Cornelis Tromp (1628-1691), zoon van Maarten Tromp, is de geschiedenis ingegaan als een ijdele heethoofd. Net als zijn beroemde vader wilde hij naam maken bij de vloot. Met het sterven van zijn vader in 1653 deed hij dan ook een gooi naar de positie die zijn vader had gehad: luitenant-admiraal, de hoogste rang bij de vloot. Hij was toen bijna vierentwintig jaar oud, een veel te jonge leeftijd om ook maar over deze positie te kunnen nadenken. De Staten-Generaal, aan wie hij zijn verzoek richtte, ging dan ook niet serieus in op zijn verzoek.1
Meer dan tien jaar later lukte het hem wel om luitenant-admiraal te worden. In 1665 kreeg hij door de Admiraliteit op de Maze in Rotterdam de positie aangeboden. Het lot leek even mee te zitten, maar helaas voor Tromp kwam Michiel de Ruyter net op tijd terug van zijn reis naar Afrika en Zuid-Amerika om de positie over te nemen. Een zware tegenvaller voor Tromp, helemaal gezien zijn opvliegende karakter. Het kostte de grootste moeite om Tromp te overtuigen mee te varen met de vloot onder leiding van De Ruyter, maar hij liet zich ompraten.

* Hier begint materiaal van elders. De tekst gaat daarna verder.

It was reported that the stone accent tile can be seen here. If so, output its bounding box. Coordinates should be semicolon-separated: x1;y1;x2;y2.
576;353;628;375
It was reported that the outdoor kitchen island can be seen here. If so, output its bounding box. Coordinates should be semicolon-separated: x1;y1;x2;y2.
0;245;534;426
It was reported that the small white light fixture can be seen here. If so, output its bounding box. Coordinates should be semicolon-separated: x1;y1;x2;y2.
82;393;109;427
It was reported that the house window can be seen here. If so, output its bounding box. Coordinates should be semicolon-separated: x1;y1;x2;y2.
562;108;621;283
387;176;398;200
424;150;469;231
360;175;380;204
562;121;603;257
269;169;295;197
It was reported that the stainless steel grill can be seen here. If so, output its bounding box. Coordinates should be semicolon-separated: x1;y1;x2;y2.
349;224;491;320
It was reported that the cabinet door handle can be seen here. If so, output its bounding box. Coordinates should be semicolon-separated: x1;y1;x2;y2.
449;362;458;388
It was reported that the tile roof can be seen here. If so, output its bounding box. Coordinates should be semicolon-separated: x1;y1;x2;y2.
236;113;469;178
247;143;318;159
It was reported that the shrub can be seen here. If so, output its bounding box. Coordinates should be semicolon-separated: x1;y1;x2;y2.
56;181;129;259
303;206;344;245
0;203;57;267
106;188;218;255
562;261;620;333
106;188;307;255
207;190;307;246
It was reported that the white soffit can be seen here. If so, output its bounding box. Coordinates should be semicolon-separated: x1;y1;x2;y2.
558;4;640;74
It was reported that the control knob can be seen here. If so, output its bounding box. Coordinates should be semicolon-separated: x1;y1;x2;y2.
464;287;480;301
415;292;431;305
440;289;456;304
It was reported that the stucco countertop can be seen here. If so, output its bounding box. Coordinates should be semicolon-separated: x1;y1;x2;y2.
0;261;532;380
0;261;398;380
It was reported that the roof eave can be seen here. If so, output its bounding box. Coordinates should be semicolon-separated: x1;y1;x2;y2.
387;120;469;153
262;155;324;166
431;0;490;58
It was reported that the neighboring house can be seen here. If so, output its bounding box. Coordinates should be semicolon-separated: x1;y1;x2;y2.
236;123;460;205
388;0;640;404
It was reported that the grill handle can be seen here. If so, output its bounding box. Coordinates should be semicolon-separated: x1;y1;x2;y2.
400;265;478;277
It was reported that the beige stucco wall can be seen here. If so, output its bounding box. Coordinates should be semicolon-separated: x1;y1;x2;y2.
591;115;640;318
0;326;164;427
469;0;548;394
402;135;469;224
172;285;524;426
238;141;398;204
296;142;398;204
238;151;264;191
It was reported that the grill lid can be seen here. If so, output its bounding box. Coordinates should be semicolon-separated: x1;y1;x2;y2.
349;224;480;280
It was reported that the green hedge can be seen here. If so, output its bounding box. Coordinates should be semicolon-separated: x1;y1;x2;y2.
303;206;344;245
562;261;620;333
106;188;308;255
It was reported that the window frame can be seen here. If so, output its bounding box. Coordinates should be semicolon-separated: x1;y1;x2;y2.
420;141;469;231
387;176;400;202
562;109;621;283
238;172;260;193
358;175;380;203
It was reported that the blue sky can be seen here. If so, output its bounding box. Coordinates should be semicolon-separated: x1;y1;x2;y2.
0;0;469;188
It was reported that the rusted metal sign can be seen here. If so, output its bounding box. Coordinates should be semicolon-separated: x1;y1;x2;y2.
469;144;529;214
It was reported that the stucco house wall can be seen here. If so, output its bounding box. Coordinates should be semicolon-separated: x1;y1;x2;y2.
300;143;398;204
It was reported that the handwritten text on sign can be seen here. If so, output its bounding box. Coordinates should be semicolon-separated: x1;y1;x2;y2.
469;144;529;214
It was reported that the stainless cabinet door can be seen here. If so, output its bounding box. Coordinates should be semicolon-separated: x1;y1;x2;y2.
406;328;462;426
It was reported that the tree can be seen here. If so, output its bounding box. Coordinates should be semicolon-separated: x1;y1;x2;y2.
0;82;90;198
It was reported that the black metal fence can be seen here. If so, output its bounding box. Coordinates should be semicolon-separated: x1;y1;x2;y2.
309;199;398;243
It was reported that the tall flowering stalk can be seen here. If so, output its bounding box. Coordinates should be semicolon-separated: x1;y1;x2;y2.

Het gevoel van vernedering bleef echter sluimeren en uitte zich in andere incidenten, bijvoorbeeld toen Tromp onuitgenodigd in de vergadering van de Staten-Generaal verscheen of toen hij in een brief aan dezelfde instelling met muiterij dreigde! Ook onder gelijkgezinden botvierde hij zijn misplaatste gevoel van macht.
Op 20 mei 1666 2 wordt Tromp, samen met andere zeemannen, uitgenodigd voor een maaltijd bij de Admiraliteit van Noorderkwartier. Tijdens de maaltijd dreigt het al even mis te gaan, maar bij het vertrek loopt de boel pas echt uit de hand. Een ware soapscène vindt plaats, omdat Tromp opnieuw duidelijk moet maken dat hij de hoogste rang heeft in het gezelschap.
Misplaatst
Graaf Johan Belgicus van Horne (ca 1606-?), degene die ons dit allemaal meedeelt in zijn brief aan Johan de Witt, heeft zijn plek ingenomen op één van de koetsen die klaarstond voor de deur. Tromp vindt echter dat hij aan de rechterkant hoort te zitten, waarop Van Horne antwoordt dat hij altijd beleefd is naar iedereen, ‘mais tout par amour, et rien par force’ (maar alles uit liefde, niets uit dwang). Bovendien wist Van Horne niet waarom deze plek aan Tromp toekwam en bevonden ze zich ‘op een wagen ende niet in een krijgsraedt’.
Om de vrede te bewaren zet Van Horne zich echter over zijn trots heen en maakt plaats voor Tromp. Toch is Tromp niet tevreden. Nogmaals verzoekt hij Van Horne plaats te maken. Nu schiet het Van Horne in het verkeerde keelgat. Hij springt van de wagen af. De anderen in het gezelschap volgen Van Horne, waardoor Tromp uiteindelijk alleen wegrijdt van dit droevige schouwspel…
Boek: De ware vrijheid – De levens van Johan en Cornelis de Witt
Lees ook: Michiel de Ruyter (1607-1676) – Nederlandse admiraal en zeeheld
(1) – Zie: Ronald Prud’homme van Reine, Schittering en schandaal: Biografie van Maerten en Cornelis Tromp (Amsterdam 2001).
(2) – Het jaar wordt niet vermeld in de brief, maar is door een latere hand toegevoegd.